What I liked was their alternating voices, we got two sides of the story. It gave Crosskey the opportunity to dig deep into their thoughts and feelings.

The tension was palpable and in the latter parts of the novel unbearable. I think the fact that we knew from the beginning that Rosa was wearing a bomb vest didn’t help as I was impatient to know why and how. Such a brilliant tool and brilliantly executed by Crosskey to start at the end and work back to how it all began.
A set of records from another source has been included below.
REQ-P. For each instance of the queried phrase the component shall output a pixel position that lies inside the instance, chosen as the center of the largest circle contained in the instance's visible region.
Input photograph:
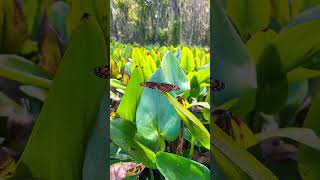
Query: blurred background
(165, 22)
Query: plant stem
(192, 147)
(151, 174)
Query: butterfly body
(216, 85)
(103, 72)
(152, 85)
(161, 86)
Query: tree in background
(160, 21)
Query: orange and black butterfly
(152, 85)
(216, 85)
(161, 86)
(167, 87)
(103, 72)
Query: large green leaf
(231, 62)
(156, 118)
(308, 158)
(117, 84)
(56, 147)
(19, 69)
(191, 122)
(248, 15)
(258, 42)
(35, 92)
(297, 44)
(8, 107)
(123, 134)
(240, 157)
(301, 74)
(272, 88)
(129, 102)
(95, 161)
(306, 16)
(303, 135)
(173, 166)
(13, 31)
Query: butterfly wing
(103, 72)
(216, 85)
(168, 87)
(151, 85)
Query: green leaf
(272, 88)
(248, 15)
(35, 92)
(13, 30)
(155, 117)
(117, 84)
(306, 16)
(301, 74)
(258, 42)
(240, 157)
(123, 134)
(56, 147)
(297, 44)
(129, 102)
(173, 166)
(282, 11)
(191, 122)
(19, 69)
(308, 158)
(187, 60)
(95, 161)
(231, 62)
(303, 135)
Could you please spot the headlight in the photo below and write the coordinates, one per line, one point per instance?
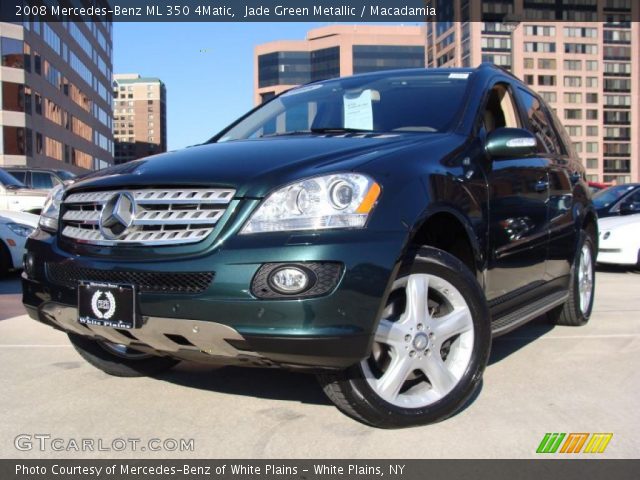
(51, 210)
(20, 229)
(333, 201)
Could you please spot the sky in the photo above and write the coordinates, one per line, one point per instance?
(207, 69)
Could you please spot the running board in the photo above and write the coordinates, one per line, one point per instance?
(521, 316)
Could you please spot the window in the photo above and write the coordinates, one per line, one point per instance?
(574, 130)
(592, 114)
(583, 48)
(549, 97)
(546, 64)
(573, 114)
(540, 124)
(573, 64)
(15, 97)
(15, 141)
(12, 52)
(547, 80)
(592, 82)
(43, 180)
(570, 97)
(500, 110)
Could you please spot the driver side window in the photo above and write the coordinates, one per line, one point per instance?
(500, 110)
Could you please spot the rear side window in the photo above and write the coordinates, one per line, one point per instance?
(20, 175)
(42, 180)
(541, 124)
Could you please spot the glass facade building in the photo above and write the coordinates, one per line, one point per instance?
(335, 51)
(56, 95)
The drama was never ending, my head permanently on fast spin, and I was totally drained by the time I turned the last page, but I wouldn’t have wanted it any other way as Poster Boy was utterly brilliant.

If there are any TV executives out there wanting a new drama series then I would look no further than Poster Boy.

Superb!!!

I would like to thank Legend Press for a copy of Poster Boy to read and review and to Lucy Chamberlain for inviting My Bookish Blogspot to participate in the blogtour.

About the author

Nicola Crosskey author headshot

NJ Crosskey lives with her husband and two children in Worthing, West Sussex. She worked in the care sector for almost 20 years and now is a full-time writer.